20 июля 1914 года граф и его сыновья отправились через поле, чтобы навестить пещеру, которую они обнаружили двумя годами ранее. Было очень жарко, и они начали искать какое-нибудь дерево, чтобы отдохнуть в его тени. Проходящий мимо крестьянин, заметив в каком они положении, посоветовал им отправиться к тру суфлер, где даже в самый жаркий день от земли исходил холодный ветерок. Они сразу же отправились в указанном направлении с мыслями о возможной пещере и обнаружили за небольшим кустарником дыхало. Мальчики расширили его, и один из них спустился вниз, обвязавшись той же веревкой, что участвовала при их первой находке. Он опускался все глубже и глубже — не менее шестидесяти футов было преодолено, пока он не коснулся ногами земли.
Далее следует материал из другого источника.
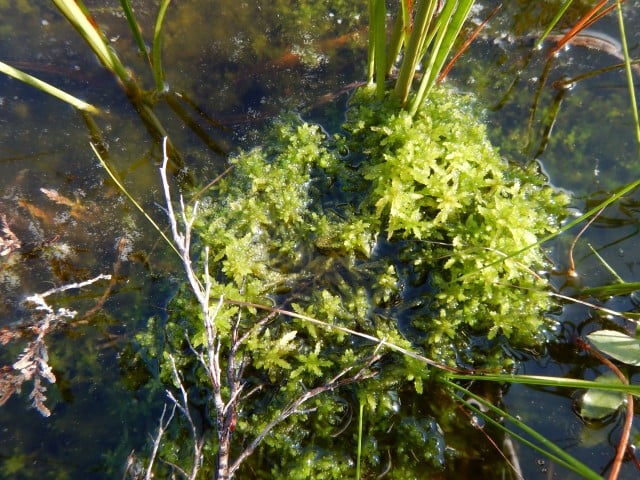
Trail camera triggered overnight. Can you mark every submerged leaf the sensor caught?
[587,330,640,366]
[580,374,626,420]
Перед тем, как продвинуться дальше, он достал клубок ниток, чтобы, подобно Тесею в Лабиринте Минотавра, оставлять за собой след, и шахтерский фонарь, чтобы освещать туннели, в которых уже десять тысяч лет не ступала нога человека. Спустя час его отец и братья, которые остались на поверхности, уже было начали волноваться, но тут они почувствовали рывки веревки и вытянули его наверх. Они сгорали от любопытства. «Это совсем другая пещера! И там сотни рисунков!» сказал он им. Однако спустя месяц наступила война, и изучение пещеры было приостановлено вплоть до 1918 года, когда, наконец, появилась возможность пригласить туда аббата Брейля.[10]
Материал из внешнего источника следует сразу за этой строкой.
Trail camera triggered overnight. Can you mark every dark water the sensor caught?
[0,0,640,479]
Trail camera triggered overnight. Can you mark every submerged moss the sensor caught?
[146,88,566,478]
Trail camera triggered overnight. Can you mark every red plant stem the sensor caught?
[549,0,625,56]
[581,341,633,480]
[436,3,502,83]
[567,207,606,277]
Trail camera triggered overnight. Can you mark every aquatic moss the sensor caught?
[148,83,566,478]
«Камни здесь влажные и скользкие,» писал доктор Герберт Кюн, описывая свой визит в пещеру летом 1926,
Нам приходится идти очень аккуратно, чтобы не поскользнуться. Туннель постоянно поднимается и опускается, а затем следует длинный, около десяти ярдов, промежуток, когда приходится ползти на четвереньках. А затем снова — огромные залы и снова узкие проходы. В одной из больших камер мы увидели множество красных и черных точек, и кроме них там ничего не было.
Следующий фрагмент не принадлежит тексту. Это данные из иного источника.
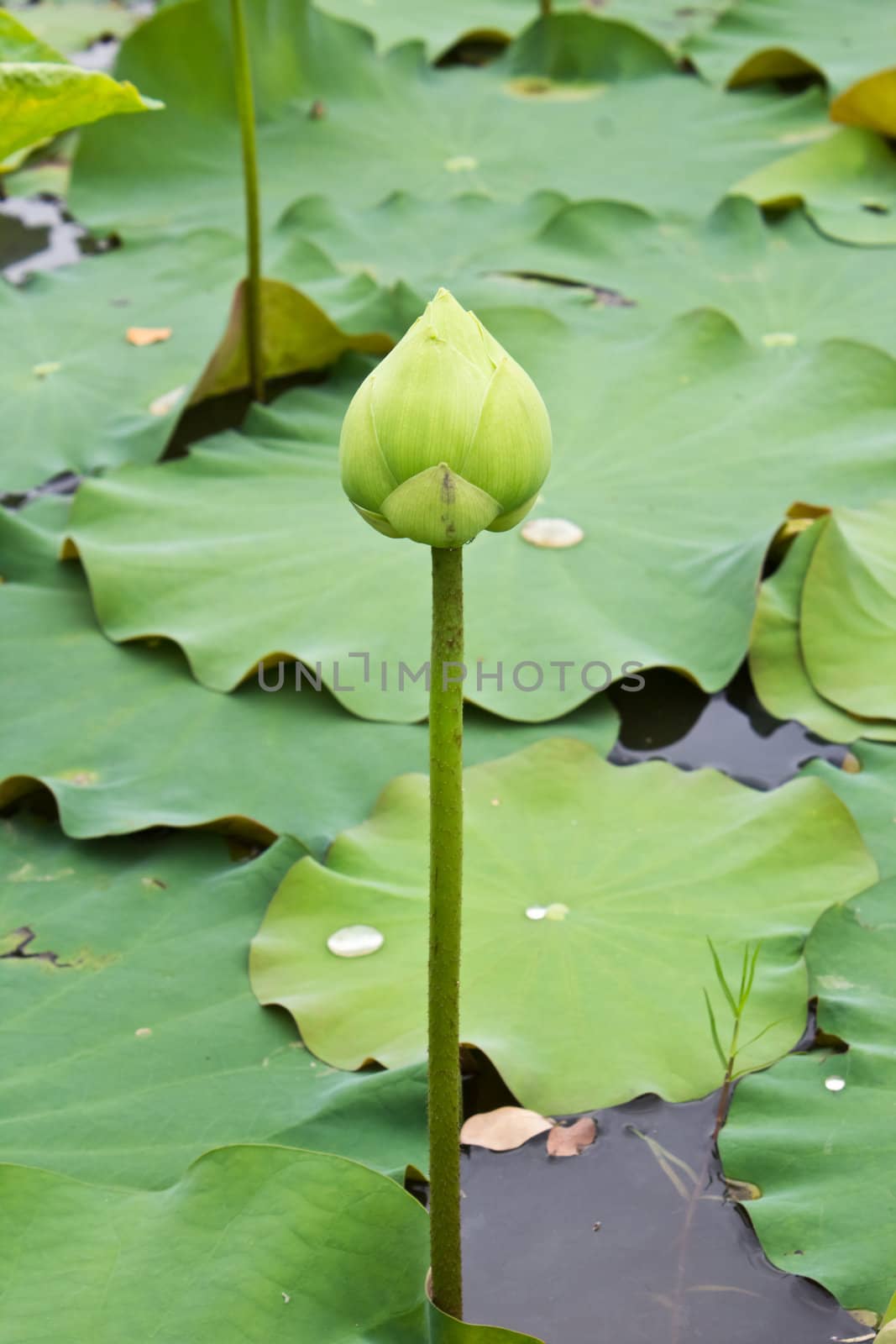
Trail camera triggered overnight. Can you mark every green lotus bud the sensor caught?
[338,289,551,547]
Но как же изумительны эти сталактиты! Можно услышать, как капает вода, стекающая с потолка. И больше ничего — ни звуков, ни движения… Только таинственная тишина …. Затем камера — большая и длинная, а после нее — очень низкий проход. Мы опустили лампу через отверстие. Первым пошел Луи (старший сын графа), за ним профессор ван Гиффен (из Гронингена, Нидерландов), потом Рита (миссис Кюн) и, наконец, я. Проход не больше ширины плеч и не выше их уровня. Я слышу, как стонут впереди меня другие, и по отблескам ламп вижу, как медленно они продвигаются. С плотно прижатыми к туловищу руками мы ползем вперед на животе, извиваясь как змеи. В некоторых местах проход был не вышел фута, и приходилось утыкаться лицом прямо в пол. Иногда я чувствовал себя так, будто нахожусь в гробу. Нельзя было ни вздохнуть, ни поднять головы. Затем, наконец, проход стал немного выше. Можно было ползти на локтях. Но передышка была недолгой — проход сузился снова. Так, с трудом преодолеваем мы ярд за ярдом, в общем — около сорока с небольшим. Никаких разговоров. Мы двигаем лампы и сами ползем за ними. Я слышу, как стонут другие, сердце выпрыгивает из груди, дышать невозможно. Жутко находиться в таком узком пространстве. И очень тяжело — постоянно ударяешься головой. Неужели этому не будет конца? И тут внезапно — свобода. Все с облегчением вздыхают. Огромное облегчение.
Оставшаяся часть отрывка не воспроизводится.